Anyway, my last "scary" chemo consisted of doxorubicin and ifosfamide. That one is a double whammy because the dox makes me sick. So sick, in fact, that I truly feel ill even thinking about it. And like I said, the ifosfamide is horrible for my immune system, not to mention my bladder. You may recall that ifosfamide (better known as ifex) really did a number to my bladder, so the fact that I had to get it again was scary. Dr. Litton got me all freaked out about how if the bleeding in my bladder didn't stop, I would have to get my bladder removed. Um, what? Granted, he said it was like a 1% chance, but still! Can you imagine a more horrifying thought to a 23 year old girl? You probably can. Regardless, we felt it was important for me to do this round inpatient so we could protect my bladder as I was receiving the chemo. I will, again, spare you the details, but it was a long 8 days in the hospital.

Me on day seven: Man, I need to get out of here! I am getting some serious hay fever.

Mom: Um, you mean cabin fever?

Ah, yes. The hospital was not giving me bad allergies, but rather making me go crazy from being couped up indoors. Anyway, I am still feeling crazy fatigued blah blah blah. I feel like me blogging about feeling sick and tired is getting repetitive. More exciting is the fact that Michael has been applying to jobs, and two of the companies paid for both of us to fly out, eat, and stay in a hotel so Michael could interview with them. Yay! So we got two all expenses paid vacations to Texas and Wisconsin! It was so fun, and although we're still deciding on what to do, both were excellent experiences in their own ways. I don't have any pictures in Texas, but there are a few from Wisconsin. Maybe I'll show you those in my next post since I don't have my camera with me.

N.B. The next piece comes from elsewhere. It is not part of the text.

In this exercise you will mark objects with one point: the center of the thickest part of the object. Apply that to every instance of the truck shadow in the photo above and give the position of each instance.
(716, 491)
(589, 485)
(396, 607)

Also, I know there's like this unspoken/spoken rule about never posting selfies because they are lame, but I think if you have a day where you feel good about the way you look, and publicly documenting that day makes you feel better, you should do it. Having said that, 90% of the time, I actually look like this:


So when I wore my wig and did my makeup, I obviously had to document it.



 

Friday, October 4, 2013

My Life...

...is awesome. I'm not being sarcastic, I just love it (at least this week. Who knows about next week).

I was supposed to be in the hospital this week for high-dose methotrexate, but when I checked in to the hospital, they did a blood test and my platelets were too low so they sent me home. I was originally super bummed about having to put off chemo for a week, but I realize now how much my body needed this break. I've been able to sleep in late, get stuff done at home, use the bathroom an almost normal amount, enjoy food again, and hang out with the coolest husband ever.

Highlights:
-Eating the majority of a cookie sheet full of homemade nachos with Michael
-Watching an entire season of Parks and Rec in like... 4 days
-Going to the temple with Alicia for her birthday
-Welcoming Brian (my brother-in-law) home from his mission in Russian and the Baltic States
-Getting the stove cleaner than I've seen it in years
-Talking to my aunt Melissa on the phone
-Having energy and motivation to do things! Having cancer makes you feel like the laziest bum ever so it was nice for the fog to clear and for me to feel almost normal again.